Wat is een batdetector? Geert Timmermans, stadsecoloog en hobbyist, lacht. “Het geluid van de vleermuis is voor ons niet hoorbaar. Ze vliegen met de bek open, schreeuwen als het ware. Daar zouden wij mensen stokdoof van worden. Ze verkennen hun omgeving met geluid. Hoor je?” Hij wijst op z’n apparaatje. Tik tik prrr. “Dat is de gewone dwerg, piepfrequentie 45 kilohertz. Door de frequentie te meten, kunnen we vleermuizen herkennen. Elke soort heeft z’n eigen roepje, zoals een droge roffel of een rateltje.”

“Sst.” Fons houdt ineens stil. “Dit is de laagvlieger, die hebben we nog niet gehoord. Overdag houdt-ie zich schuil in gebouwen, meestal in dakconstructies. Hij wordt ook wel de tapdanser genoemd, vanwege dat typische geluid.” Ferry kijkt ondertussen haar ogen uit. Voor de Amsterdamse is het haar eerste expeditie. “Ik zie veel vleermuizen bij mij in de buurt. En wilde er wel eens iets meer over weten.”

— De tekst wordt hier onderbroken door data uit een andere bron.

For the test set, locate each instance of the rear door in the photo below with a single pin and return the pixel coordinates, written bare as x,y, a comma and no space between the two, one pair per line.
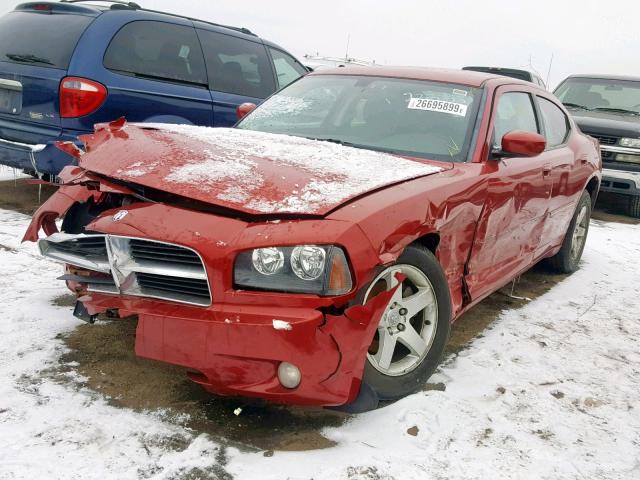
36,47
239,71
512,222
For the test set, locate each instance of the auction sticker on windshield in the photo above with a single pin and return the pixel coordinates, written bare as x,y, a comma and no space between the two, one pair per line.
434,105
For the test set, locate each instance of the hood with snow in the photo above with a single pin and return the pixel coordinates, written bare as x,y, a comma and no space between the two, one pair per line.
248,171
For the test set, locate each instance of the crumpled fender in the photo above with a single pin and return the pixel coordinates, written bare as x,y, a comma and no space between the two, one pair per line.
354,337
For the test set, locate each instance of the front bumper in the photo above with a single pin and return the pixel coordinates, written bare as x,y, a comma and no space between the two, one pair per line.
43,158
617,181
232,345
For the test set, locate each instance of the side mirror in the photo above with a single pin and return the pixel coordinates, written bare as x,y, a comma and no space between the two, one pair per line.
245,109
521,144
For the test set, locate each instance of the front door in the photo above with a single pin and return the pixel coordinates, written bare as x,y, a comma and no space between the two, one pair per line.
512,221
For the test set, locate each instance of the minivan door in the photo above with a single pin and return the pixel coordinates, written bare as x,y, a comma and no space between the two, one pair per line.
239,71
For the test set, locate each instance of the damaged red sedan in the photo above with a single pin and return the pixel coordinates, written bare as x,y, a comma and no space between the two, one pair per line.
318,252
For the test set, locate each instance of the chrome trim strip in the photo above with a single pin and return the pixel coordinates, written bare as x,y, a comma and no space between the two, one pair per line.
10,84
632,151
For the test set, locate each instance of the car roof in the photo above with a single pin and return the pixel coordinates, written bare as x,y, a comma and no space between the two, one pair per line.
464,77
606,77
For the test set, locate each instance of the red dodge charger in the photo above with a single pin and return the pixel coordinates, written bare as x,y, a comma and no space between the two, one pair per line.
318,252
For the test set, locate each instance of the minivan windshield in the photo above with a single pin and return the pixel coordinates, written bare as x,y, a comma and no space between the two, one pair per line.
45,40
408,117
614,96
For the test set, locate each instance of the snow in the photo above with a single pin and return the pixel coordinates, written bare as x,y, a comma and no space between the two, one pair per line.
281,325
550,392
234,159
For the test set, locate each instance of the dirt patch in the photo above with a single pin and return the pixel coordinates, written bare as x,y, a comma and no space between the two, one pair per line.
22,196
104,354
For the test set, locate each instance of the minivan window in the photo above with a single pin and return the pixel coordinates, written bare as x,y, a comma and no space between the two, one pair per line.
236,65
45,40
555,122
157,50
287,68
515,112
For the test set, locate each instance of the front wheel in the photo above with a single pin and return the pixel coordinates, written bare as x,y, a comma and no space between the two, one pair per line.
568,258
414,329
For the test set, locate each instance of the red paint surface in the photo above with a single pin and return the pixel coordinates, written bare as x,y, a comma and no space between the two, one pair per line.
490,219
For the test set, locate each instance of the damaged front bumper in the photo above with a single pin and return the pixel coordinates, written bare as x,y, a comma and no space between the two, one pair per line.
189,312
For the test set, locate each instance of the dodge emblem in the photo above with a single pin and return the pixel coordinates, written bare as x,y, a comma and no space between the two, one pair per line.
120,215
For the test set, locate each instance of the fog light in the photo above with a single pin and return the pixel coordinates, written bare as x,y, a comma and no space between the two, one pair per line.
289,375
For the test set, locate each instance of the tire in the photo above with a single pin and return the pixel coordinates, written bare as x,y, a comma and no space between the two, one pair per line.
634,206
425,282
568,258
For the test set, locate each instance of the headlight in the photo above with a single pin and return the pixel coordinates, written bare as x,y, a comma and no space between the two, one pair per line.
318,269
630,142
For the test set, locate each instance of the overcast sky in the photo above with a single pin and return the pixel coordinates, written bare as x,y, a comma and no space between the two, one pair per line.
584,36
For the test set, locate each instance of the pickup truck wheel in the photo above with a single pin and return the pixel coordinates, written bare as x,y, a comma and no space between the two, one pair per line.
568,258
413,332
634,207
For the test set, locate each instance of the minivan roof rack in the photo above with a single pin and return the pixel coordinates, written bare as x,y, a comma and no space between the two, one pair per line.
132,5
135,6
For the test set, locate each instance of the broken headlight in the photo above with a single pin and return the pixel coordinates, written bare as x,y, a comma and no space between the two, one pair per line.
318,269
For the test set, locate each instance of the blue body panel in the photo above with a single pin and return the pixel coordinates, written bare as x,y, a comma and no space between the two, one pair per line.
137,99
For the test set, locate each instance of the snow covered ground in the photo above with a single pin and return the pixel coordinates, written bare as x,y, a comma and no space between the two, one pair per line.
550,392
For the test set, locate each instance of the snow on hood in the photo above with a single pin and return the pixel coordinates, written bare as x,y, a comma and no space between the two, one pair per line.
254,172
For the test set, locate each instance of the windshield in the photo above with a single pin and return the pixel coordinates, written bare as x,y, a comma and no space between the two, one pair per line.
617,96
408,117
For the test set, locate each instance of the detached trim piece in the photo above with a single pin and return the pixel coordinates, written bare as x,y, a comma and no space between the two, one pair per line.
163,270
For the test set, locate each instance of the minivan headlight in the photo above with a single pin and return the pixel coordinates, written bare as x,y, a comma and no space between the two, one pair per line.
630,142
318,269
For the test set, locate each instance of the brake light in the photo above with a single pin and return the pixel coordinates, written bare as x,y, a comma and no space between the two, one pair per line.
80,97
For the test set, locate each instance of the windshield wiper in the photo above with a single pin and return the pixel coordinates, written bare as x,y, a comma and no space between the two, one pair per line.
617,110
575,105
16,57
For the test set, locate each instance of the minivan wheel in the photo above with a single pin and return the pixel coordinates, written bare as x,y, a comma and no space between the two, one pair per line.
413,332
568,258
634,206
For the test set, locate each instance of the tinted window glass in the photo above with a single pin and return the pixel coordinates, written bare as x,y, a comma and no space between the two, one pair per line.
419,118
555,123
40,39
157,50
515,112
287,68
236,65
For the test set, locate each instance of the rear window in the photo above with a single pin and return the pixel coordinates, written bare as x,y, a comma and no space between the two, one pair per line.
237,66
157,50
45,40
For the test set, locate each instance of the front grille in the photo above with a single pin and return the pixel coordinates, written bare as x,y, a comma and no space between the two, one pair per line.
159,285
163,252
605,140
139,267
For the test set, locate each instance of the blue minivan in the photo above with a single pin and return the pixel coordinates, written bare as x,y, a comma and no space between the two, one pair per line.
65,66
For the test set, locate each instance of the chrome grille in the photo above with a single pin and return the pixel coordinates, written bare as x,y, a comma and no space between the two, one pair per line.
139,267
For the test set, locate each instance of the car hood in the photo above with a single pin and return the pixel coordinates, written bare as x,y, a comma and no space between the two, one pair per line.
247,171
604,123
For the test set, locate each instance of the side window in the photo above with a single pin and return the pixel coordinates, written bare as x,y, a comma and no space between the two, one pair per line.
515,112
157,50
236,65
556,124
287,68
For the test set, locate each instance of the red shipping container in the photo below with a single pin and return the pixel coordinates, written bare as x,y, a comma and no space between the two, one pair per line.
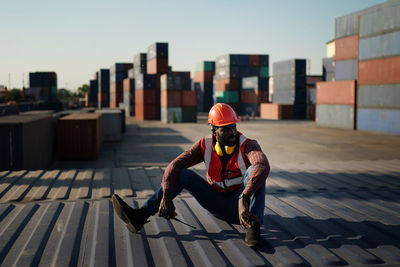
171,98
346,48
157,66
336,93
145,112
249,97
145,97
276,111
203,76
189,99
254,60
379,71
229,84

Evert en Maria zijn er ook bij vanavond. “Evert is al sinds mensenheugenis lid van de KNNV,” zegt Maria met enige trots. Hij kwam al op de Diemerzeedijk toen er nog een hek omheen stond en leidt zelf ook excursies. Het is een hobby van hem. “Ik ben al 40 jaar vogelaar,” beaamt haar man. “Vleermuizen zijn geweldig, maar eigenlijk is alles wat vliegt mooi.”

Bij de grote plas aan de zuidoostzijde stoppen we. Fons schijnt met zijn lichtbundel over het water. We horen wat. “Welke piepfrequentie is dat?” vraagt hij. Ongeveer 43, zegt iemand. “Dat is een watervleermuis, denk ik. Het klinkt een beetje spetterig. Kijk, kijk, kijk, hadsee.” Verrukking bij de liefhebbers. In de lichtbundel vliegen er ineens twee. “Hoppa,” joelt Fons, “dit is een mooi plekje.”

Verderop, op de lange steiger tegenover de Lisdoddelaan, gaat Paul er even bij zitten. Zijn voeten bungelen boven het water. Hij is een echte liefhebber – ‘volkomen omnivoor en tuttifrutti’ – die veel doet voor de vereniging. In zijn opschrijfboekje houdt hij alles nauwkeurig bij. “Voor het verslag in de nieuwsbrief. Dit is toch gewoon vreselijk leuk?”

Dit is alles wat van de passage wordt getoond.